New details have emerged about the events leading up to the closure of Visceral Games and the cancellation of its Star Wars project.
In an in-depth report, Kotaku’s Jason Schreier has spoken to various parties involved with the project over the years. The resulting picture is of an overly ambitious game that struggled to gain traction from its inception onwards – a game perpetually stuck in the shadow of Uncharted, dogged by falling morale at Visceral, and one whose slow progress and lack of easily marketable features were of increasing concern for EA.
Ragtag, as Visceral’s Star Wars project was codenamed, was a third-person adventure yarn focussed on Dodger, a spacefaring rogue envisaged to be a “cracked mirror version” of Han Solo. It was to tell a swashbuckling tale of mobsters, scoundrels, and heists, and would unfold through the eyes of different members of Dodger’s crew – primarily in order to differentiate it from Uncharted, something EA was keen to do.
Unfortunately, as enthusiastic as Visceral was, Ragtag seemingly ran into issues almost immediately. Morale was already low at the studio following the tough development of Battlefield Hardline, the project was understaffed, and EA’s insistence that the team use the Frostbite engine – which wasn’t designed to make third-person action-adventures – made progress even harder.
Further complicating matters was the fact that the Star Wars license meant that every major decision needed LucasFilm’s approval. And while the company was said to be hugely supportive of the project, approval could still take months. Then there are reports of clashes between creative director Amy Hennig and the design team, with Kotaku’s sources suggesting that staffing issues left Hennig stretched too thin.
All this apparently meant that progress was far slower than was hoped, further troubling an EA that was already nervous about Ragtag’s unusual narrative. There were seemingly concerns that the game’s lack of classic, marketable Star Wars elements – such as the Force, Jedis, and Wookiees – would potentially make it a much harder sell.

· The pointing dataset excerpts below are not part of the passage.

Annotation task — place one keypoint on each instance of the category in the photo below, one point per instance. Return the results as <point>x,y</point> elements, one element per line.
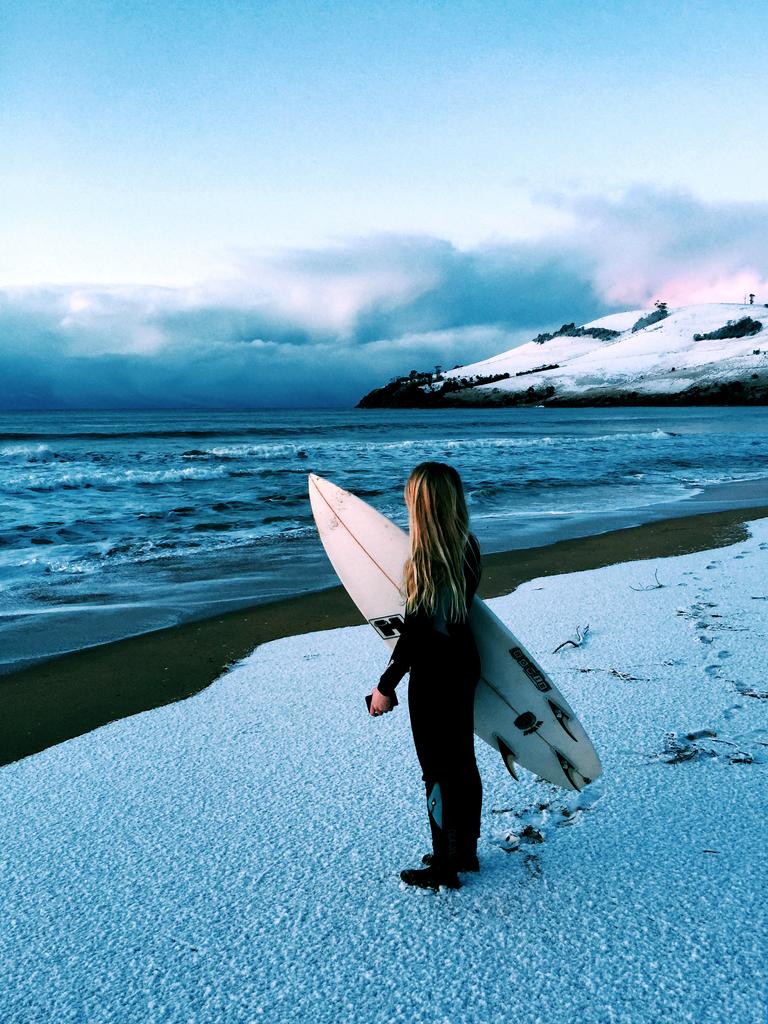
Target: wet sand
<point>72,694</point>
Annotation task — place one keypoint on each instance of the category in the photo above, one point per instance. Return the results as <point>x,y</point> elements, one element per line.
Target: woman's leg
<point>441,710</point>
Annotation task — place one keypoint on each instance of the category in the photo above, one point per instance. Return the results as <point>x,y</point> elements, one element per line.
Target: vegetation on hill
<point>571,331</point>
<point>733,329</point>
<point>658,313</point>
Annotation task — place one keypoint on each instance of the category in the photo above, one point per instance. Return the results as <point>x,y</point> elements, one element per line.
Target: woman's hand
<point>380,704</point>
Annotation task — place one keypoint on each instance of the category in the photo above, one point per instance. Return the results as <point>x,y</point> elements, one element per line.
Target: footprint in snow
<point>530,825</point>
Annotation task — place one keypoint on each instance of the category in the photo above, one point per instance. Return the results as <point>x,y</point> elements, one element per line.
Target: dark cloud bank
<point>323,327</point>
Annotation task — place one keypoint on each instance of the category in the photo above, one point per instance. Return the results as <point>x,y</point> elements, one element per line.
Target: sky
<point>298,201</point>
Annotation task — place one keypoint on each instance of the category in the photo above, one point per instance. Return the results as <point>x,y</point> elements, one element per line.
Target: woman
<point>436,644</point>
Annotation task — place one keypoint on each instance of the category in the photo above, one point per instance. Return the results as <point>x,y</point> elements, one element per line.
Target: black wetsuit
<point>444,669</point>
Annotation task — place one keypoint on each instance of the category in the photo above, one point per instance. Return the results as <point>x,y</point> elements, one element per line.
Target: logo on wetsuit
<point>530,670</point>
<point>387,626</point>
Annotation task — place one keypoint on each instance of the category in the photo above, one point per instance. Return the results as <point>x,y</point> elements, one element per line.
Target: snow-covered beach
<point>235,856</point>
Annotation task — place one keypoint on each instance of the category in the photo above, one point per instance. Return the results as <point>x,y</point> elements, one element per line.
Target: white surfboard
<point>518,709</point>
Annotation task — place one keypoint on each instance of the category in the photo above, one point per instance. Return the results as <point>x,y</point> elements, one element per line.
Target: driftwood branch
<point>581,639</point>
<point>653,586</point>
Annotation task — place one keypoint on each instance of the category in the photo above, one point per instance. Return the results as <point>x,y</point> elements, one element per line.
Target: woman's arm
<point>400,658</point>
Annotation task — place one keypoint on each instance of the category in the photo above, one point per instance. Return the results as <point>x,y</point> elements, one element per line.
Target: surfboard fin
<point>508,757</point>
<point>562,717</point>
<point>569,771</point>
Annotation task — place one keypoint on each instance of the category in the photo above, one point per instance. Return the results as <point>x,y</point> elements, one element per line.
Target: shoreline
<point>71,694</point>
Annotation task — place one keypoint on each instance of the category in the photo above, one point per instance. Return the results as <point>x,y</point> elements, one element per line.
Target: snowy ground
<point>236,856</point>
<point>662,357</point>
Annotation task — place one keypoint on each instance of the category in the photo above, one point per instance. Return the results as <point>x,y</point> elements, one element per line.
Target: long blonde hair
<point>439,528</point>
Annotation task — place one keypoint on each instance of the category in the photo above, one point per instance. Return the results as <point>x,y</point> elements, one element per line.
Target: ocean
<point>118,522</point>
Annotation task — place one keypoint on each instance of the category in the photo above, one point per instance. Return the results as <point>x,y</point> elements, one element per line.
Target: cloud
<point>323,326</point>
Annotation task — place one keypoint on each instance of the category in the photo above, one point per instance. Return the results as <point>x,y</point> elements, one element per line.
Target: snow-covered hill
<point>659,361</point>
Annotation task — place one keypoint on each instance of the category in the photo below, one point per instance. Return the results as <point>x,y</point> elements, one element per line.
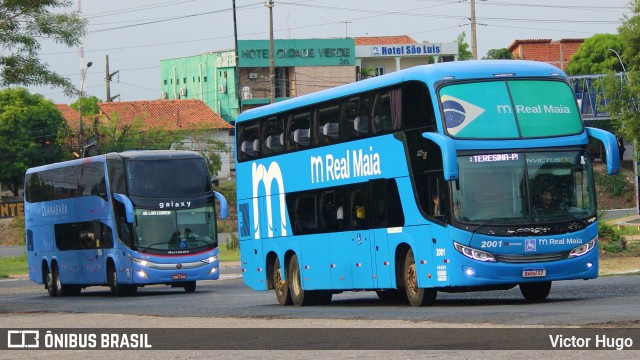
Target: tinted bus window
<point>273,136</point>
<point>299,130</point>
<point>328,124</point>
<point>249,141</point>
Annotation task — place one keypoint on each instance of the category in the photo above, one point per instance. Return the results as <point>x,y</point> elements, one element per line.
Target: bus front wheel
<point>417,296</point>
<point>535,291</point>
<point>279,286</point>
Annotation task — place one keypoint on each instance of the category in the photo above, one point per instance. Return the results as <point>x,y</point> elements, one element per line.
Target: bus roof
<point>131,154</point>
<point>459,70</point>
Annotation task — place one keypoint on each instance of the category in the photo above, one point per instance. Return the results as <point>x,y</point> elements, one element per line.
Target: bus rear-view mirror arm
<point>128,206</point>
<point>223,205</point>
<point>610,146</point>
<point>449,158</point>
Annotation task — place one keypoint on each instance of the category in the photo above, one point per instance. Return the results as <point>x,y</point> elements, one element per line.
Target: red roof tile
<point>70,115</point>
<point>166,114</point>
<point>383,40</point>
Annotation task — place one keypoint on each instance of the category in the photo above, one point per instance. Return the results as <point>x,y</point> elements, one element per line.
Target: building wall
<point>315,78</point>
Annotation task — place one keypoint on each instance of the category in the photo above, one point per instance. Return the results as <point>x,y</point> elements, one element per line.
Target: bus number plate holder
<point>534,273</point>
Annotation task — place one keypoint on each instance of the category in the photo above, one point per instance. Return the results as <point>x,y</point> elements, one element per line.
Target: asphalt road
<point>611,300</point>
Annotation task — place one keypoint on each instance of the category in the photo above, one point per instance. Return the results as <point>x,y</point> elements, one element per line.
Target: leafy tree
<point>114,136</point>
<point>463,48</point>
<point>22,24</point>
<point>32,133</point>
<point>624,92</point>
<point>629,33</point>
<point>89,105</point>
<point>594,56</point>
<point>200,139</point>
<point>503,53</point>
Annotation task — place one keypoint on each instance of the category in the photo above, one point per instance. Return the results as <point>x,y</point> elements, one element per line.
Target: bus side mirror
<point>128,206</point>
<point>610,147</point>
<point>449,157</point>
<point>223,205</point>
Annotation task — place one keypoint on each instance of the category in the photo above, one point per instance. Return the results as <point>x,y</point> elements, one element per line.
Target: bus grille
<point>521,259</point>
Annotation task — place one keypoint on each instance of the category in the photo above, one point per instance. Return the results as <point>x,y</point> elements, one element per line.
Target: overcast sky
<point>137,34</point>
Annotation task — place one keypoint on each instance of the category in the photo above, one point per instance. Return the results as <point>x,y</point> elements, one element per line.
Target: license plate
<point>534,273</point>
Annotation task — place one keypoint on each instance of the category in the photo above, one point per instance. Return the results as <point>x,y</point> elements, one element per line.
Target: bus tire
<point>49,283</point>
<point>393,296</point>
<point>117,289</point>
<point>417,296</point>
<point>190,286</point>
<point>280,287</point>
<point>299,296</point>
<point>535,291</point>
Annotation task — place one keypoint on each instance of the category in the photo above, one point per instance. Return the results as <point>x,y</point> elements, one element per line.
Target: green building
<point>209,77</point>
<point>302,66</point>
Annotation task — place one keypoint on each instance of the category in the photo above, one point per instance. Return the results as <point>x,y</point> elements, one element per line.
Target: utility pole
<point>474,42</point>
<point>237,67</point>
<point>108,77</point>
<point>272,65</point>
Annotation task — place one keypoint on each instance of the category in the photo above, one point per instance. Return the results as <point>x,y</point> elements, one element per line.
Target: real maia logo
<point>355,163</point>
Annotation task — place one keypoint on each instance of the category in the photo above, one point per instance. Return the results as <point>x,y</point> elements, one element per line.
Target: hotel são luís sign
<point>403,50</point>
<point>298,52</point>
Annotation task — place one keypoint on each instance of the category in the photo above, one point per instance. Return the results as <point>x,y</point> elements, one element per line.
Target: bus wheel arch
<point>417,296</point>
<point>277,280</point>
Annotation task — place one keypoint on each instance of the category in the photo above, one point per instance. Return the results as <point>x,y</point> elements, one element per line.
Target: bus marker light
<point>469,271</point>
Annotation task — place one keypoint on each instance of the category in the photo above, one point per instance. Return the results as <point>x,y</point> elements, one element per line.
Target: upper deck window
<point>510,109</point>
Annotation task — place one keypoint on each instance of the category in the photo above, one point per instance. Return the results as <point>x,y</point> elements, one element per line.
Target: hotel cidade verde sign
<point>298,52</point>
<point>403,50</point>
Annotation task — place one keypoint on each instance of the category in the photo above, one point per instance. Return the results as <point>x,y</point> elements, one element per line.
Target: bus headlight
<point>210,259</point>
<point>584,248</point>
<point>139,261</point>
<point>474,254</point>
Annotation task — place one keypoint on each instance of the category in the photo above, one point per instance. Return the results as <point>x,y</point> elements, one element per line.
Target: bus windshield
<point>175,231</point>
<point>515,109</point>
<point>519,188</point>
<point>156,178</point>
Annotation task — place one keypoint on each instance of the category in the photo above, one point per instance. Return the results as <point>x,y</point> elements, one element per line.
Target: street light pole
<point>635,146</point>
<point>83,74</point>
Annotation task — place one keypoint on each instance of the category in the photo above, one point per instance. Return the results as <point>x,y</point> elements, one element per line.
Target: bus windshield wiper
<point>489,221</point>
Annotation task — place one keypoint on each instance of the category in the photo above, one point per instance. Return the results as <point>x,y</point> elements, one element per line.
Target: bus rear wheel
<point>279,286</point>
<point>417,296</point>
<point>117,289</point>
<point>535,291</point>
<point>51,289</point>
<point>61,289</point>
<point>299,296</point>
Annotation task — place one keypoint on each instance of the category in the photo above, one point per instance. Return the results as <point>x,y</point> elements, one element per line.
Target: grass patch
<point>16,265</point>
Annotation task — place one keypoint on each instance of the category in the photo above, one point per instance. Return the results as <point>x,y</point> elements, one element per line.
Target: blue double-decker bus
<point>124,220</point>
<point>450,177</point>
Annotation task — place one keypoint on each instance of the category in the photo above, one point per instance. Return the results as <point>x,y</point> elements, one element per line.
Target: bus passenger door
<point>361,246</point>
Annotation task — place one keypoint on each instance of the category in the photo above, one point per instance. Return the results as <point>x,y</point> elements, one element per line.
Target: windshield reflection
<point>175,230</point>
<point>519,188</point>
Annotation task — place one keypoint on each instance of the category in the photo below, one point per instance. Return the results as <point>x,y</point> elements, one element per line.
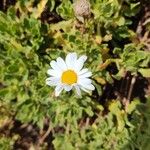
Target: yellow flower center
<point>69,77</point>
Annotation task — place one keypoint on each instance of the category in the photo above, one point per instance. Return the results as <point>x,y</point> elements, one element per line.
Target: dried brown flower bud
<point>82,8</point>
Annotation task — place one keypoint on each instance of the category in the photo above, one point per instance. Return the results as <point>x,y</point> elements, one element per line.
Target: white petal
<point>55,73</point>
<point>85,90</point>
<point>55,66</point>
<point>86,75</point>
<point>58,90</point>
<point>52,81</point>
<point>84,81</point>
<point>71,59</point>
<point>61,63</point>
<point>80,62</point>
<point>83,71</point>
<point>78,90</point>
<point>67,88</point>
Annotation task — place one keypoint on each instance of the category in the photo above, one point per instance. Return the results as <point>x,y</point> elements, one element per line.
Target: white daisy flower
<point>69,74</point>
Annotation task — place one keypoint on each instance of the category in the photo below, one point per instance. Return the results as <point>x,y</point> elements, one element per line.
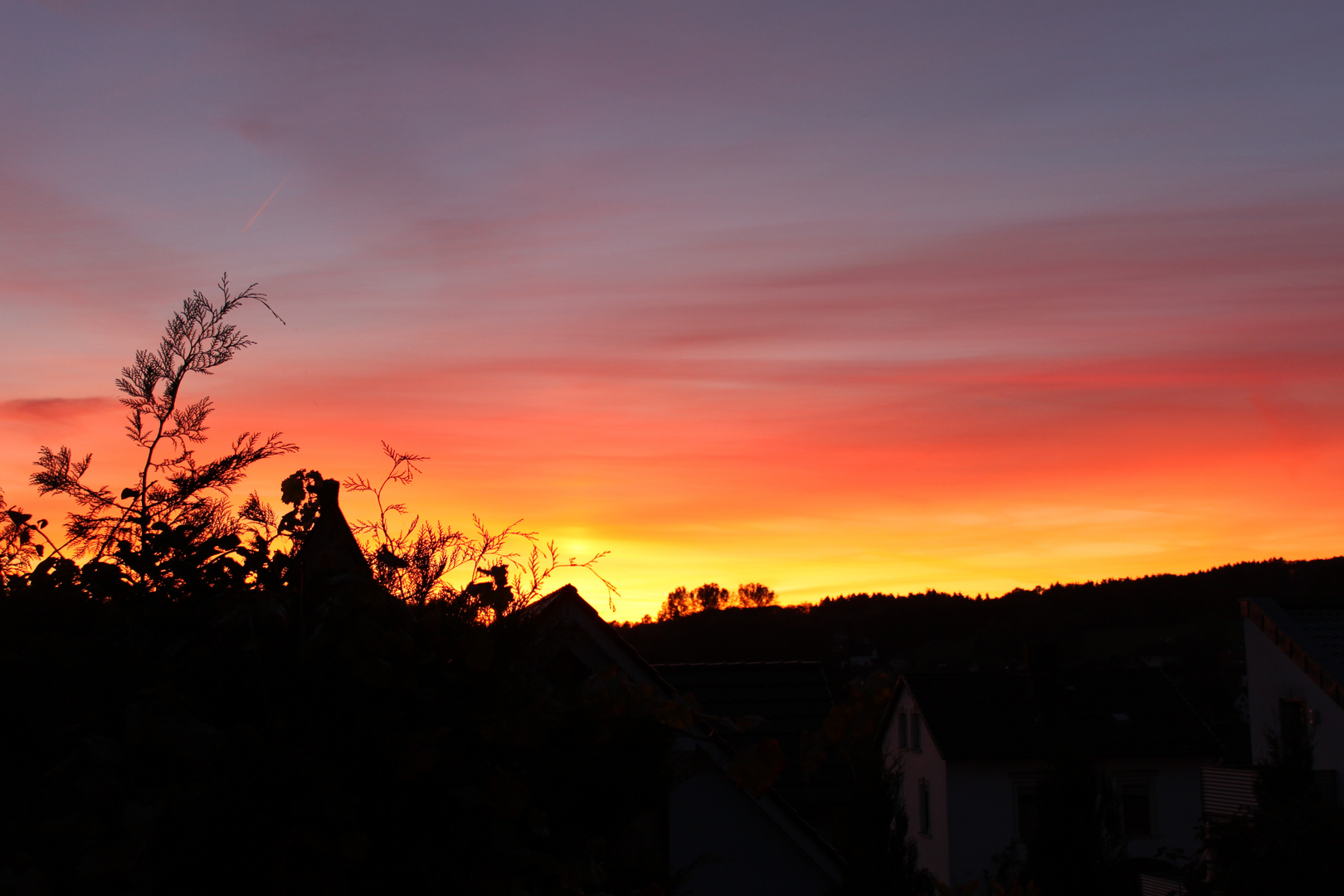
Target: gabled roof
<point>789,698</point>
<point>1311,637</point>
<point>1107,715</point>
<point>601,646</point>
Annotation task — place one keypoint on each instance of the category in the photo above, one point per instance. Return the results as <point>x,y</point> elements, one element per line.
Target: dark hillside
<point>1187,625</point>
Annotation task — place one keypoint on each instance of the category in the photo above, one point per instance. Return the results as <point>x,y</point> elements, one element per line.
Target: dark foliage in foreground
<point>1292,843</point>
<point>241,731</point>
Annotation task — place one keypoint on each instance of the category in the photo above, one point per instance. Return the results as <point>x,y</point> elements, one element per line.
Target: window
<point>1292,722</point>
<point>1136,807</point>
<point>1029,811</point>
<point>925,821</point>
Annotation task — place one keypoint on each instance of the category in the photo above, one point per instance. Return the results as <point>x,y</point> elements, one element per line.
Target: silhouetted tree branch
<point>173,488</point>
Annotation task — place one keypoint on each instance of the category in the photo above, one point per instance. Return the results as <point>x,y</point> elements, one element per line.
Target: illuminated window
<point>1292,722</point>
<point>925,821</point>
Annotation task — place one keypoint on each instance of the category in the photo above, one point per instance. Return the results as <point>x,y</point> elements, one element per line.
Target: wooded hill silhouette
<point>1188,625</point>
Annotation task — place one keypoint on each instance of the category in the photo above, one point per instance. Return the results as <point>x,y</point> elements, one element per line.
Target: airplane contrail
<point>268,202</point>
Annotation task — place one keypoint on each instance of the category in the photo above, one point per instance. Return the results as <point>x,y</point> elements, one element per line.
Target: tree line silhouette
<point>206,699</point>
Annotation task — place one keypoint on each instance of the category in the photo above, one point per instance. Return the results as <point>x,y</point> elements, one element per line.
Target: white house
<point>973,747</point>
<point>1294,664</point>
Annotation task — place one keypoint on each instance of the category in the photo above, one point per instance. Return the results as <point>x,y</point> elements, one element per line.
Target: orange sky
<point>877,299</point>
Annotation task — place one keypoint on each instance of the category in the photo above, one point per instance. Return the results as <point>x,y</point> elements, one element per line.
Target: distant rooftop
<point>791,698</point>
<point>1309,635</point>
<point>1105,713</point>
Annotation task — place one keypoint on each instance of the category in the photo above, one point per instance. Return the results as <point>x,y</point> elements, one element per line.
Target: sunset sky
<point>832,296</point>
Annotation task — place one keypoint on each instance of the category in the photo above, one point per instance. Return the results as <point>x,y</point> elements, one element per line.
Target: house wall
<point>926,765</point>
<point>983,816</point>
<point>735,848</point>
<point>1272,676</point>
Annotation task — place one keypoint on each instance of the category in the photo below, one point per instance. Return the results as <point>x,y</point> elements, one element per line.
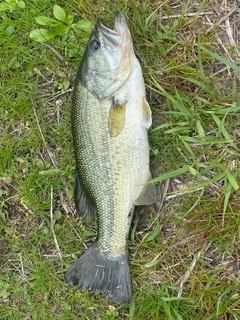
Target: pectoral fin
<point>147,114</point>
<point>84,206</point>
<point>147,196</point>
<point>116,119</point>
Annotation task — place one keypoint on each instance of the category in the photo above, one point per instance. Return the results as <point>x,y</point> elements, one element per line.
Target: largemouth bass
<point>110,121</point>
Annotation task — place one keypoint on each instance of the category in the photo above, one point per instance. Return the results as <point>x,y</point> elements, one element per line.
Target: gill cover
<point>107,61</point>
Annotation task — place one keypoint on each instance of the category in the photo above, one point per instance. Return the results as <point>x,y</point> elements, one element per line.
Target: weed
<point>184,254</point>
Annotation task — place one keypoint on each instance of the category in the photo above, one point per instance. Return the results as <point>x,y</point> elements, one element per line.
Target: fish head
<point>108,59</point>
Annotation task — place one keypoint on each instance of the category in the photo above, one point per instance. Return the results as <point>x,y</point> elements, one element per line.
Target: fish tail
<point>97,271</point>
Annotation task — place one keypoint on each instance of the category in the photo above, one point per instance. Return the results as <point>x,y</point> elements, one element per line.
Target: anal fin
<point>84,206</point>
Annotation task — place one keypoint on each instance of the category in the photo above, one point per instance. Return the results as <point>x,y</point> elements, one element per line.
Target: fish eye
<point>95,45</point>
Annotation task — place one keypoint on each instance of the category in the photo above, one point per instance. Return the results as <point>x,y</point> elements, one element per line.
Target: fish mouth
<point>120,35</point>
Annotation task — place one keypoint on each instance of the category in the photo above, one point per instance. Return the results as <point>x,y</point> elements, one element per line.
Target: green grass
<point>194,141</point>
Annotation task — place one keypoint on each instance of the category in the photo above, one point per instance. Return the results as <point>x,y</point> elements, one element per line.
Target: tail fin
<point>96,271</point>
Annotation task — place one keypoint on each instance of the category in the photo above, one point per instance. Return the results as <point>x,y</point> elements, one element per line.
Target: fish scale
<point>110,119</point>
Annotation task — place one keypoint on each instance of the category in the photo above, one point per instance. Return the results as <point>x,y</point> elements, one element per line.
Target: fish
<point>110,118</point>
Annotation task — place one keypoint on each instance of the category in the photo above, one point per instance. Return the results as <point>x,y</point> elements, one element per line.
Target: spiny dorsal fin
<point>116,119</point>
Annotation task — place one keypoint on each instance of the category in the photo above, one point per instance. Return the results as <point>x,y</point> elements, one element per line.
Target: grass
<point>184,257</point>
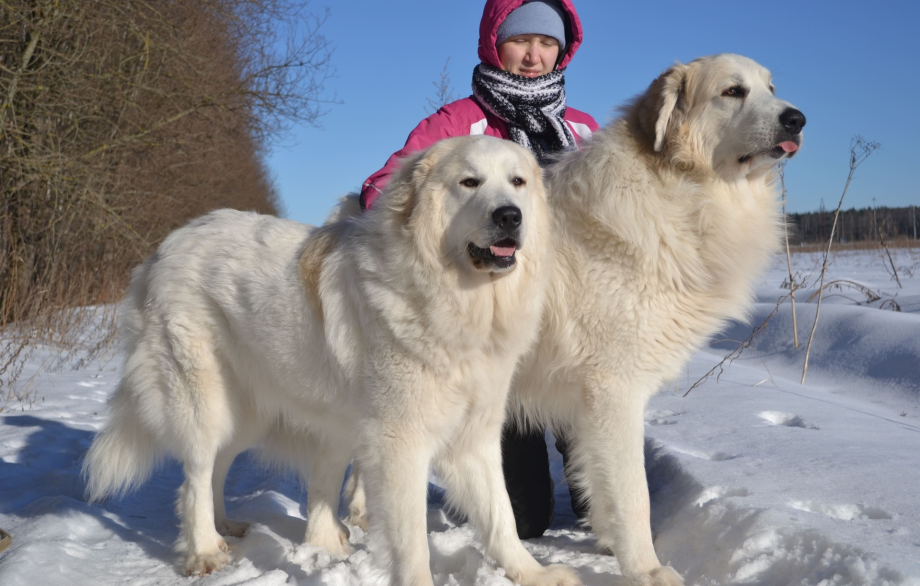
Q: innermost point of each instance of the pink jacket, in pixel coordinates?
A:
(466, 116)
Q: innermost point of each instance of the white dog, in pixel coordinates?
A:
(661, 224)
(392, 335)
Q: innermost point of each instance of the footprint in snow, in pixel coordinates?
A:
(785, 419)
(842, 512)
(719, 492)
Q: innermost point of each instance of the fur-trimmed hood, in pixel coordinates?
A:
(494, 14)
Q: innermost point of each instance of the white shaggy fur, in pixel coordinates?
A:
(661, 223)
(379, 335)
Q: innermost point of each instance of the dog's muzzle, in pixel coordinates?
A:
(499, 255)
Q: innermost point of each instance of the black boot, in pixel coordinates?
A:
(579, 501)
(526, 466)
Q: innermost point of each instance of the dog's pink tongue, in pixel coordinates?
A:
(502, 250)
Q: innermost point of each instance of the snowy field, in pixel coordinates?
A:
(755, 479)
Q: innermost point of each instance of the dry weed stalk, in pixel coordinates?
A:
(792, 284)
(444, 93)
(881, 239)
(860, 150)
(742, 346)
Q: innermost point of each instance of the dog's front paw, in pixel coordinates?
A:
(357, 516)
(201, 564)
(554, 575)
(661, 576)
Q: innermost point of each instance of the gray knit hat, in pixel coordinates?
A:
(536, 17)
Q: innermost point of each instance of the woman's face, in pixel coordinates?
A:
(529, 55)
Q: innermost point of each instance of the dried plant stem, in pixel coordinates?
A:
(792, 284)
(860, 150)
(888, 252)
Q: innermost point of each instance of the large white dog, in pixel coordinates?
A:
(392, 335)
(661, 224)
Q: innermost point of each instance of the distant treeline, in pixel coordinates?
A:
(122, 119)
(855, 225)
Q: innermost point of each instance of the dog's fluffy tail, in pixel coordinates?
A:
(123, 455)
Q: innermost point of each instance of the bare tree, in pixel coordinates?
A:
(122, 119)
(444, 94)
(860, 150)
(792, 282)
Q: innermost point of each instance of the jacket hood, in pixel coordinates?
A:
(495, 13)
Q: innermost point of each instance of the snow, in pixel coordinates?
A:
(755, 478)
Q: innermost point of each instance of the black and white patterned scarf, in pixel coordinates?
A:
(532, 107)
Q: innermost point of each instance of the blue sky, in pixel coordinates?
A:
(847, 65)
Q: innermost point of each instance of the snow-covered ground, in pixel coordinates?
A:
(755, 479)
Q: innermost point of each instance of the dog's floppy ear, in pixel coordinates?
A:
(408, 179)
(657, 106)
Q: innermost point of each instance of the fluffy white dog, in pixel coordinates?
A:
(661, 224)
(392, 335)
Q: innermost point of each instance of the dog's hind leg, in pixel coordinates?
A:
(245, 438)
(207, 551)
(324, 529)
(472, 470)
(610, 440)
(357, 499)
(395, 461)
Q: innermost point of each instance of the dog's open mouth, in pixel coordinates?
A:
(786, 148)
(499, 255)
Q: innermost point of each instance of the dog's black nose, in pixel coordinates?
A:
(508, 218)
(792, 120)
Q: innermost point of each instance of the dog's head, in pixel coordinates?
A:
(719, 113)
(473, 199)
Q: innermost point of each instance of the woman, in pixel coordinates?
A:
(519, 95)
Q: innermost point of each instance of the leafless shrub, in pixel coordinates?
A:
(743, 345)
(860, 150)
(119, 121)
(444, 94)
(793, 285)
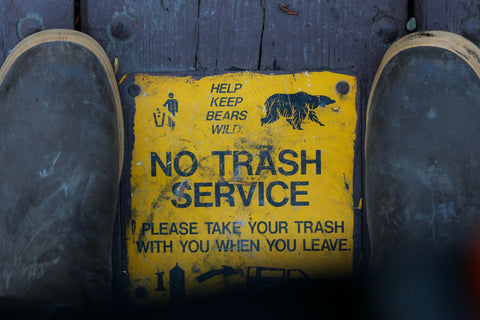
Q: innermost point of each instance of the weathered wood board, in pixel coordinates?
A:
(19, 19)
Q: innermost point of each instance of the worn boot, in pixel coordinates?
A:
(61, 153)
(422, 173)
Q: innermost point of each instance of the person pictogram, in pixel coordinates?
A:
(172, 106)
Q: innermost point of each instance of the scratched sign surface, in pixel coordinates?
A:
(240, 180)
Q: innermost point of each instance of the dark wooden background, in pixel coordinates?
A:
(225, 35)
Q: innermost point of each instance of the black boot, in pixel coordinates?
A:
(422, 174)
(61, 153)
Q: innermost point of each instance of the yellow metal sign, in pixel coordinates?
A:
(240, 180)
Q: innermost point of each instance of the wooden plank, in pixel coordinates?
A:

Although progress on the game apparently improved throughout 2017, it evidently wasn’t enough. According to Kotaku, Visceral’s last build for internal review wasn’t able to negate EA’s long-term concerns around the project. Within days, a decision was made to cease development on the game in its current form and shut Visceral down.
There’s a lot of fascinating insight into Ragtag’s troubled history in Schreier’s report, and it’s well worth a thorough read. Perhaps the most telling line though comes from one former Visceral employee, who says, “Honestly, it was a mercy killing […] That game never could’ve been good and come out.” For all the talent and enthusiasm around Ragtag, the impression is that there was just too much working against it from the start to ever truly succeed.